Sarah Dash; Gerard Clarke; Michael Berk; Felice N. Jacka


Curr Opin Psychiatry. 2015;28(1):1-6. 

In This Article

Diet and Mental Health

There have been a rapidly increasing number of observational studies documenting cross-sectional and prospective associations between habitual diet quality and the prevalence of risk for depression.

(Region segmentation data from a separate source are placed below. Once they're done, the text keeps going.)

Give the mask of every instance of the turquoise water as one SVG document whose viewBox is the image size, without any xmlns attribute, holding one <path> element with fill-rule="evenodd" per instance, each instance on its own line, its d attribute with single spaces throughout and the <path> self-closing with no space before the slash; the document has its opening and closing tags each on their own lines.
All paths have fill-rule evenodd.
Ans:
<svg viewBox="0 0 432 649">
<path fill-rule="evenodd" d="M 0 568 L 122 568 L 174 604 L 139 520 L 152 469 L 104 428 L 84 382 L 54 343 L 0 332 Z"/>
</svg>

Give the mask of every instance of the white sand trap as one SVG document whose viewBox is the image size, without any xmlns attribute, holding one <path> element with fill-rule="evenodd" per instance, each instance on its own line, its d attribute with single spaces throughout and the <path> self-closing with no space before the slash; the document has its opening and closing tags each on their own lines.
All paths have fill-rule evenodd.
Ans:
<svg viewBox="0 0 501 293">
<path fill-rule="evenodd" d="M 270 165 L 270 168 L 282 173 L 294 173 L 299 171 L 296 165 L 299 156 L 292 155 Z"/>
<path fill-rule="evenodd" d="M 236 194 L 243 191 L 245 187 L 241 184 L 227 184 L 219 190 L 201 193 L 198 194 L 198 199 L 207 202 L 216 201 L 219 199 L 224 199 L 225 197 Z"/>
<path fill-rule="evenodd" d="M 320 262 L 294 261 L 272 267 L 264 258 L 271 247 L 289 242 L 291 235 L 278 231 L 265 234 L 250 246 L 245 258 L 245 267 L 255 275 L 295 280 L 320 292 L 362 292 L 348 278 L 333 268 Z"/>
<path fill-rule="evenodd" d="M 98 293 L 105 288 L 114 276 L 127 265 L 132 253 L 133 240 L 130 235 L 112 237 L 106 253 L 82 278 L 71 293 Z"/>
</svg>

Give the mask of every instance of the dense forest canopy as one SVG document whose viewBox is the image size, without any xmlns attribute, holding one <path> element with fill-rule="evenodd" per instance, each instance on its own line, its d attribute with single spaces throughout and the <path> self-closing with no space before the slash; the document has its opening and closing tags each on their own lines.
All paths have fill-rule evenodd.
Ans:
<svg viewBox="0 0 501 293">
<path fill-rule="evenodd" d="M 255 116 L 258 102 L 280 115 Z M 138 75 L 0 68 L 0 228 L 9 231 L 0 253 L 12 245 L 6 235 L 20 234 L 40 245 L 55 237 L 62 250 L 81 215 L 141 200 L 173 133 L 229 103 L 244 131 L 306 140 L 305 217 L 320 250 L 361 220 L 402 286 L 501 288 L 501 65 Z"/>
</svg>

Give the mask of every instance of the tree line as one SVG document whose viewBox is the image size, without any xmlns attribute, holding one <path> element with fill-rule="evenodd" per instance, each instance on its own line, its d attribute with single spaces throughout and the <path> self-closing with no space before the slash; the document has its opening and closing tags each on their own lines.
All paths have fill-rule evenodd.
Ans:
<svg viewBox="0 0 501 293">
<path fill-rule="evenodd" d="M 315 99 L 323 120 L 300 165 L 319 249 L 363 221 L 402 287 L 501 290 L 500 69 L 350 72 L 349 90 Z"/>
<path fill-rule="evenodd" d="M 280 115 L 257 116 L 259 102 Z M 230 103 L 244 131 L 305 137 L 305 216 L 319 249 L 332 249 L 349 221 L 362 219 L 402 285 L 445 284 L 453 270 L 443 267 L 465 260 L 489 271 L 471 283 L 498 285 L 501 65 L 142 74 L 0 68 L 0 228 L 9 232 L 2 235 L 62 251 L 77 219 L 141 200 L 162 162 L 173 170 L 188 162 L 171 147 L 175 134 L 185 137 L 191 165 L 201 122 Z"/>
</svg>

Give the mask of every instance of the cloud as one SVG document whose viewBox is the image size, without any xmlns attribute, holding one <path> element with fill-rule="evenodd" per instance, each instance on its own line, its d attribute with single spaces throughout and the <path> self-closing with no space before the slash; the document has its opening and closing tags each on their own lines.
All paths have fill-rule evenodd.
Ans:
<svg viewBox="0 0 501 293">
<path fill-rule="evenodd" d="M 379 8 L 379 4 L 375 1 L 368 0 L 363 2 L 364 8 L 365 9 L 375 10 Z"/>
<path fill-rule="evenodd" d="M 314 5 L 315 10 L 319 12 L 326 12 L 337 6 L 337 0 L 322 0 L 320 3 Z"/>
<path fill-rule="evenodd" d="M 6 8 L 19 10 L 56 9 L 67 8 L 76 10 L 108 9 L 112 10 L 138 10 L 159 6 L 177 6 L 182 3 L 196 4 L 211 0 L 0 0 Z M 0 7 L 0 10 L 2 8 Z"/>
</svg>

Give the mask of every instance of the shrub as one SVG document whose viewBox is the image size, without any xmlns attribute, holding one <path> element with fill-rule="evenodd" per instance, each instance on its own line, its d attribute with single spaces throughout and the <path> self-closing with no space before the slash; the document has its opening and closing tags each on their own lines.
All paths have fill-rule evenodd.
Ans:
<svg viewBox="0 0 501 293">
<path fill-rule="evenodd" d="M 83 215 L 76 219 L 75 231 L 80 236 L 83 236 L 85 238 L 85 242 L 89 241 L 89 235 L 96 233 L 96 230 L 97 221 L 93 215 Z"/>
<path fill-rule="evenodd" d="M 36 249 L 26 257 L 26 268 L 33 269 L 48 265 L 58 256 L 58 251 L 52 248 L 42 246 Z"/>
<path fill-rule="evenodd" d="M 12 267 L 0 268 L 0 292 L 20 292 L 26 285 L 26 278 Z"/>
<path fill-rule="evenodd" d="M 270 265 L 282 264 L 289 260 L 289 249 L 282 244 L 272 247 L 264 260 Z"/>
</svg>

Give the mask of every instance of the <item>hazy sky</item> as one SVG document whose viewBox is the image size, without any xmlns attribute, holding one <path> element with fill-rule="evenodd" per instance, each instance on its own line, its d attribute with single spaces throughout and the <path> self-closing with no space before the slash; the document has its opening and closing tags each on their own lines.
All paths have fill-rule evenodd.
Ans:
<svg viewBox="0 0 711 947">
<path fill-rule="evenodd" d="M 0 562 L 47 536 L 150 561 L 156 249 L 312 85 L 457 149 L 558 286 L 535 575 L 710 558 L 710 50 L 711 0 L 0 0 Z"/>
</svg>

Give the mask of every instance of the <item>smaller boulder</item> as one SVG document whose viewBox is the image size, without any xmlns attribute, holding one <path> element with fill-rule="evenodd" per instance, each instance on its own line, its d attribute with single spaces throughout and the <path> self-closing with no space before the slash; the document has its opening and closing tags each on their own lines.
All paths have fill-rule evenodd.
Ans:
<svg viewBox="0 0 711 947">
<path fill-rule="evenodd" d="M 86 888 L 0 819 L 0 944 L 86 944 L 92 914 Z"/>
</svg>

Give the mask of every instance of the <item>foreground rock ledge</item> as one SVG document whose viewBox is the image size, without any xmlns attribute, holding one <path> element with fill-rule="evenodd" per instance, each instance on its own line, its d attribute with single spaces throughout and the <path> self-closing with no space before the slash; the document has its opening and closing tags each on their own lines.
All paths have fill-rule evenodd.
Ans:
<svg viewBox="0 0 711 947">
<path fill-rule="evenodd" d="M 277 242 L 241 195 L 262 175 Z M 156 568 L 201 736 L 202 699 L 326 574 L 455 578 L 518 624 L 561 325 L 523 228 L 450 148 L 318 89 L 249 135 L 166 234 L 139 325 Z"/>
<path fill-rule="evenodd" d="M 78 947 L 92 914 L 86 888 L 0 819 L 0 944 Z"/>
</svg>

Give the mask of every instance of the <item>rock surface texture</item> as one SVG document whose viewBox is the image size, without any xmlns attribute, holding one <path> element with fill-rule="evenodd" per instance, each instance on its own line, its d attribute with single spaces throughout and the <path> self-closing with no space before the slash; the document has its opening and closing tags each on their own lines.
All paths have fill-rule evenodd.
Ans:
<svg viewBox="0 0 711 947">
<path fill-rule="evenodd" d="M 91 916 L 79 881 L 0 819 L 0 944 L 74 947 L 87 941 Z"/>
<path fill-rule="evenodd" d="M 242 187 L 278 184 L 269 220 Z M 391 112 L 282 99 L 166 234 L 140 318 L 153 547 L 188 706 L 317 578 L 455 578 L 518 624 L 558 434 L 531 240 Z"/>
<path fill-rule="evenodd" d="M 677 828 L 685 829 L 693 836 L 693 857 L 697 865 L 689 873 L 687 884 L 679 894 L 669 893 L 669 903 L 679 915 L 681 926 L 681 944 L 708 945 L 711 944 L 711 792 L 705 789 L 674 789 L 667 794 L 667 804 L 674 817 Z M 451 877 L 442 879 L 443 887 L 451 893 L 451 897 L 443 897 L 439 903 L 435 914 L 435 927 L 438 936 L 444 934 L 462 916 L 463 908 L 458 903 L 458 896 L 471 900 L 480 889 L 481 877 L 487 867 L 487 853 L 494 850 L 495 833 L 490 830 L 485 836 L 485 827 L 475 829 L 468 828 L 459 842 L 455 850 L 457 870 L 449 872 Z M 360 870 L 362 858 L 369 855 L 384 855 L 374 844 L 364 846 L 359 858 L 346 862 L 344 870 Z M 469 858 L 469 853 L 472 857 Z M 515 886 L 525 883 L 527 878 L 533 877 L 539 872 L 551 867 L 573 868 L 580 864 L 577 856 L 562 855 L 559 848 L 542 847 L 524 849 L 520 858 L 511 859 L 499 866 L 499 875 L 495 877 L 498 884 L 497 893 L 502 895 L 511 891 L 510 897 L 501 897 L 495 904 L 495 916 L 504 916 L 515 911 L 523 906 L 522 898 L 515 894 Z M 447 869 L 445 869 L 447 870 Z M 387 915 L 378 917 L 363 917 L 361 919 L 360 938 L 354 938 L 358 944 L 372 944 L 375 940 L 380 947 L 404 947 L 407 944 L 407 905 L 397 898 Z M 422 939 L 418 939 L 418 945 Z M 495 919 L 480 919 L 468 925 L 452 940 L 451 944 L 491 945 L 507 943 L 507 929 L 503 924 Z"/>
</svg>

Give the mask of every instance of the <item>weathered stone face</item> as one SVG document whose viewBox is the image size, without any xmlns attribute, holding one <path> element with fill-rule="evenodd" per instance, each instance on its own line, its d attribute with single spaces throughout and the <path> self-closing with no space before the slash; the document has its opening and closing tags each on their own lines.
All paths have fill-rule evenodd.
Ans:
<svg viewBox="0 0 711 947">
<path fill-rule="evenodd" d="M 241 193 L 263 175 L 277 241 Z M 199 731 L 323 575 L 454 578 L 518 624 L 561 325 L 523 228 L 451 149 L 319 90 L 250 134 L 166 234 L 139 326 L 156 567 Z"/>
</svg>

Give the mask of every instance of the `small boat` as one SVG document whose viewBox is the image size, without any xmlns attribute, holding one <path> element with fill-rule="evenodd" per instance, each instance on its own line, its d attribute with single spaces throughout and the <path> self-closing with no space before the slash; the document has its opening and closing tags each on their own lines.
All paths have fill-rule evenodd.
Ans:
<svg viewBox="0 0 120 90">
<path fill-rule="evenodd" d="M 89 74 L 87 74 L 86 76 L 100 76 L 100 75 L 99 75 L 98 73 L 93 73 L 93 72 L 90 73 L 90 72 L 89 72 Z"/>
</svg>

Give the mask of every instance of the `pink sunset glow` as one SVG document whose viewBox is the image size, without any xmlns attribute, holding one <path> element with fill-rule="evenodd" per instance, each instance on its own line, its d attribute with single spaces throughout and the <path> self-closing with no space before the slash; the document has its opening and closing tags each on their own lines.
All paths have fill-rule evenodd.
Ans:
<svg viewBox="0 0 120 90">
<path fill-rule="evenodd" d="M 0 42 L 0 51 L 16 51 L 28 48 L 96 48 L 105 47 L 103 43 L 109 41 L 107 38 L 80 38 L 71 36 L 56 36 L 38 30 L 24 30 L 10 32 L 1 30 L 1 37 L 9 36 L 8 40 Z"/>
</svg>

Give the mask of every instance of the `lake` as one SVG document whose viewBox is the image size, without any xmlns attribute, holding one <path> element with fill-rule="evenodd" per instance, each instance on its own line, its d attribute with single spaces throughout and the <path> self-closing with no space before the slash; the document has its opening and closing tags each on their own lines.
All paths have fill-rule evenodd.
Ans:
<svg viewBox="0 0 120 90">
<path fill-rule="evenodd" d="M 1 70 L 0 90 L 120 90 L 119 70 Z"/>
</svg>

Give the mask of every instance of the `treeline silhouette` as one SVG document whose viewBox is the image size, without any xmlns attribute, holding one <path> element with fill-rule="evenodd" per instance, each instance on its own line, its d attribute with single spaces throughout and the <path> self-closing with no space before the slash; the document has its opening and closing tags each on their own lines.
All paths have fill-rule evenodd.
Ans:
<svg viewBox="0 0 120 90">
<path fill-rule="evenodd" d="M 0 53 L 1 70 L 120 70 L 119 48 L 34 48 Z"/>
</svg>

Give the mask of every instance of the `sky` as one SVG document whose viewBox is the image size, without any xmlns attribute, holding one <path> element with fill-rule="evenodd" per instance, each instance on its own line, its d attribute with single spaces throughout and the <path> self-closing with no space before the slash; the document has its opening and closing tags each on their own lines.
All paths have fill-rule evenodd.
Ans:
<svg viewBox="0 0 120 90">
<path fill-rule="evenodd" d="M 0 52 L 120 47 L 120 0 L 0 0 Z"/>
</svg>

These associations have been consistently observed in adults, adolescents and children across a multitude of different countries and cultures.[24] A recent systematic review and meta-analysis, including results from 13 observational studies, concluded that a healthy diet is significantly associated with a reduced odds for depression [odds ratio (OR) 0.84; 95% confidence interval (95% CI) 0.76–0.92; P < 0.001].[25] Similarly, a meta-analysis of 22 studies investigating the protective effects of adherence to a Mediterranean-style diet on brain diseases demonstrated that higher adherence was associated with a reduced risk for depression (relative risk 0.68, 95% CI 0.54–0.86), as well as cognitive decline.[7] Moreover, increased consumption of unhealthy, sugar and fat-rich foods is related to an increased risk of psychological symptomatology in children and adolescents.[8] Of particular note are results from two new, large, cohort studies suggesting an independent role for early life nutritional exposures in influencing the mental health of offspring.[26,27] These observational studies are supported by two recent trials that indicate the efficacy of dietary improvement as a strategy for the prevention of depression.[28,29] Although this field is still evolving, treatment trials are currently underway.[30] The focus is now turning to the explication of biological pathways that may mediate this now-established association, foremost being the gut microbiota.